The Secrets She Keeps
Once upon a time, in the first half of the 20th century, women seeking a divorce could move to Nevada for six weeks, establish residency, and get a divorce far more easily than in their home states. Nash has grown up on Tamarosa Ranch, the home-away-from-home that her mother runs for women who come to Reno to get divorced in the 1950s. And eighteen-year-old Nash is in charge of the ranch while her mother is away, helping Nash’s sister.

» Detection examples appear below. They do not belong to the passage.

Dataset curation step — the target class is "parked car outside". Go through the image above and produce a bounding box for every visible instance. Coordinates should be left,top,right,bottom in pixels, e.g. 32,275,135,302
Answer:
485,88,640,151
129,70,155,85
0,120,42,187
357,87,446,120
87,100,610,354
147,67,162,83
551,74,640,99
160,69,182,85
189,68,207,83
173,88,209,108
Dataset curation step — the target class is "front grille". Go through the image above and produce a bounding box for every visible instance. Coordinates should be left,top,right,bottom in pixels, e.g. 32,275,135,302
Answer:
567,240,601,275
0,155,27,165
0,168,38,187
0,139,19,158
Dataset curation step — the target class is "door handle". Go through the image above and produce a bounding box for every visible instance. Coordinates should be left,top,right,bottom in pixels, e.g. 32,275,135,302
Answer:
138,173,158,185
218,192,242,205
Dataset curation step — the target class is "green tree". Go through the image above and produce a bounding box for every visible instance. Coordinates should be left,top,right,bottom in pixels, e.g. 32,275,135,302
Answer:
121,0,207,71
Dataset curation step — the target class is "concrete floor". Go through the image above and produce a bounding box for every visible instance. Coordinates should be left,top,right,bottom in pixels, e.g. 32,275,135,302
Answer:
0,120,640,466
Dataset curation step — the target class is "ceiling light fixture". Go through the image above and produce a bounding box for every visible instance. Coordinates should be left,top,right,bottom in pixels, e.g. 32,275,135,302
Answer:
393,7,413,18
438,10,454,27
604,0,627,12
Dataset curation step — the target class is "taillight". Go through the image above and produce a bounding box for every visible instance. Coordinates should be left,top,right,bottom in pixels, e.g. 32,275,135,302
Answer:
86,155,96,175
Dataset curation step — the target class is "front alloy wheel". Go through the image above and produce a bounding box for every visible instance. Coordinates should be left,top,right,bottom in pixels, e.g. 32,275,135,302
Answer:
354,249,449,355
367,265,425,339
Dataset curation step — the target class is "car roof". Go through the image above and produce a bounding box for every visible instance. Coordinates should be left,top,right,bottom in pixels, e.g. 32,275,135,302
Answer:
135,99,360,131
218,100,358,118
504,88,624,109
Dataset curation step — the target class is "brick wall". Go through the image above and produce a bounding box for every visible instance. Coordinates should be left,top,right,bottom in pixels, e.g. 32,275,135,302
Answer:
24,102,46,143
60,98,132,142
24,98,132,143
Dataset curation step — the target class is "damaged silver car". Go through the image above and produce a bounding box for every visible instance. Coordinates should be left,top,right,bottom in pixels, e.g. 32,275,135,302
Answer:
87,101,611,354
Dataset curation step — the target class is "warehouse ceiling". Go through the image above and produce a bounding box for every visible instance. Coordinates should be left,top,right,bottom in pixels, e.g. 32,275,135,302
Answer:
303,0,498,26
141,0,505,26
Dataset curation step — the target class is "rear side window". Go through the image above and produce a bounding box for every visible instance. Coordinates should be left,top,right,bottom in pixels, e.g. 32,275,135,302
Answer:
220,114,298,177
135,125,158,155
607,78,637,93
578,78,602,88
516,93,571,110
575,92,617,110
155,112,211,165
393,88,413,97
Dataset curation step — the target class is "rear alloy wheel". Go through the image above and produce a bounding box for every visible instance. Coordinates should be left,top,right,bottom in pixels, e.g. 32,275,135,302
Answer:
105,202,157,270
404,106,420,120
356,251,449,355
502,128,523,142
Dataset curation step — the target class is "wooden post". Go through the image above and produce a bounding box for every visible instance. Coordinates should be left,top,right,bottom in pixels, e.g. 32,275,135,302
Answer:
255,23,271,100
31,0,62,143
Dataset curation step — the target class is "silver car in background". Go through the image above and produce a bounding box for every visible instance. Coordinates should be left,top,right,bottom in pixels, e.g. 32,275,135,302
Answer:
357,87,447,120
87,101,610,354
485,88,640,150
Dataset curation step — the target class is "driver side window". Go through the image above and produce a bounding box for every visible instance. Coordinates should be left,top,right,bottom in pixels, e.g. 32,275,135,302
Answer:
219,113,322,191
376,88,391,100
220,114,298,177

The tale alternates between 18-year-old Nash and 80-year-old Nash. Her niece, Callie, flees her husband in Seattle when she suspects him of having an affair. Her mother had been pestering her to check on Nash, so the ranch is the appropriate escape. Her sister Shaye joins her there, having her own marital issues. The older Nash is now dying of cancer but determined to make something right, something that happened when she was eighteen.
The dynamic at the ranch in the 1950s is a bit reminiscent of Clare Boothe Luce’s The Women , with a variety of women all shedding their husbands for different reasons. Lilly Marcel is the most fragile of these: married to a powerful, controlling producer, she has escaped him and claimed the child she’s carrying is someone else’s. The present day tale of Callie and Shaye is less compelling—Callie’s husband is seeing a therapist, not having an affair—and while Callie is briefly attracted to another man, her marital issues seem minor compared to what the ranch residents of the 1950s were facing. Caletti deftly evokes that hothouse environment, where disparate women came together under one roof, briefly making a family before each returns to their own lives.